Dec 14, 2007 | Parker Waichman LLP

China's food and drug safety agency has revoked the license of a company responsible for making tainted leukemia drugs that are being blamed for causing leg pains and partial paralysis in dozens of patients.  State-owned Shanghai Hualian Pharmaceutical Co. is a unit of China's biggest drug maker Shanghai Pharmaceutical (Group) Co. and, in a statement made by the State Food and Drug Administration (SFDA) on its Web site today, the company will also be fined the highest amount allowed under law; profits from the sale of the contaminated drugs will be confiscated.

According to an SFDA statement, some Shanghai Hualian executives were detained by police on suspicion they deliberately withheld information about violations of production standards during the investigation. A report in the state-run newspaper Shanghai Daily said the maximum fine for a breach of regulations was only $4,000.

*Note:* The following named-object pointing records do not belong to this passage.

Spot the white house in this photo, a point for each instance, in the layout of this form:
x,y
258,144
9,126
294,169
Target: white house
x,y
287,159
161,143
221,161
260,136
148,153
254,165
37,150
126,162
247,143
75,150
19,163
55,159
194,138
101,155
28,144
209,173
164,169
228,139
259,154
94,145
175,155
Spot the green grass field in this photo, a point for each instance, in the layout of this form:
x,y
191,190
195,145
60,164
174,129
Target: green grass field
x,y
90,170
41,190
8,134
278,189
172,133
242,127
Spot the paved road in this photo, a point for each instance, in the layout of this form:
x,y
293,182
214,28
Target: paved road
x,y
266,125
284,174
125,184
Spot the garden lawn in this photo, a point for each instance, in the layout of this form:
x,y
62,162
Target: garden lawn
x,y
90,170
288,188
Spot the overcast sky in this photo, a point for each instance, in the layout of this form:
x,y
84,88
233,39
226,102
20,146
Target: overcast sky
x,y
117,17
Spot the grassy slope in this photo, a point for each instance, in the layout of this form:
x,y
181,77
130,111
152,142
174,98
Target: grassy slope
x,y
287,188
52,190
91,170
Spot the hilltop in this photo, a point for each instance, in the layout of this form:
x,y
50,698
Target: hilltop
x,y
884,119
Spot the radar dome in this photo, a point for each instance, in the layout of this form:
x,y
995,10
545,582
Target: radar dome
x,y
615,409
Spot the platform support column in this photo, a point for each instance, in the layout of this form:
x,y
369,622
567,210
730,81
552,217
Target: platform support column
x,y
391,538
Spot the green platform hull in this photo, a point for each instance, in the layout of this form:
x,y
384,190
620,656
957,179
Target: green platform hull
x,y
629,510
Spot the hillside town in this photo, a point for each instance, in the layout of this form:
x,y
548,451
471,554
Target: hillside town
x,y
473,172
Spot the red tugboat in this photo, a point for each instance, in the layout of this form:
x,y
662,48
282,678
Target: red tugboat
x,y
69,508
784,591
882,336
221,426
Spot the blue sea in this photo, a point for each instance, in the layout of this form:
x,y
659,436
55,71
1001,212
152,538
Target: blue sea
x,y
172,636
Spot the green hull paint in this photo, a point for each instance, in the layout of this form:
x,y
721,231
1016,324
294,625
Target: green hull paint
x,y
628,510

Shanghai city government officials said they were cooperating with the SFDA in resolving the case. Calls to Shanghai Pharmaceutical went unanswered Thursday morning and calls to numbers listed for Shanghai Hualian Pharmaceutical were answered with a recording indicating that the number does not exist.

The investigation into Shanghai Hualian Pharmaceutical was one of many involving contaminated or bogus drugs and foods prompting tighter safety regulations enforcement.  The SFDA described the company's actions as a systematic cover-up. 

Authorities banned the sale and distribution of the drugs in early July after some patients complained of adverse reactions.  In September, the SFDA ordered the company to stop production of the drugs involved—methotrexate and cytarabin hydrochloride—withdrawing most of them from the market.  The investigation revealed the drugs were contaminated with vincristine sulfate—another cancer-fighting chemical—during production, the agency's statement said.  Investigators did not say how contamination occurred but put the number affected at over 100 while local news reports stated several hundred patients suffered adverse reactions.

Shanghai Hualian—founded in 193—is one of the country's top drug makers, exporting to over 70 countries and regions globally, according to its Web site.  China has taken a series of steps to crack down on tainted drugs and other unsafe products after various foods, medicines, and other items ranging from toothpaste to seafood were found to contain potentially deadly substances.  The issue of safety was on the agenda of high-level China-U.S. economic talks this week in Beijing and both governments signed deals on safeguarding the quality of food, drugs, and medical devices and setting up bilateral mechanisms for sharing information on goods exported to the U.S.

In China's harshest action on safety so far, the country's former top drug regulator was executed in July for taking millions of dollars in bribes to approve substandard medicines, including an antibiotic that killed at least 10 people.  Earlier this week, the SFDA announced a new procedure for drug recalls that is expected to encourage pharmaceutical manufacturers to take such actions voluntarily.  Companies that issue recalls on their own will face no penalties or less stringent penalties for safety violations; those who knowingly fail to do so will face heavier punishment and possibly lose their licenses.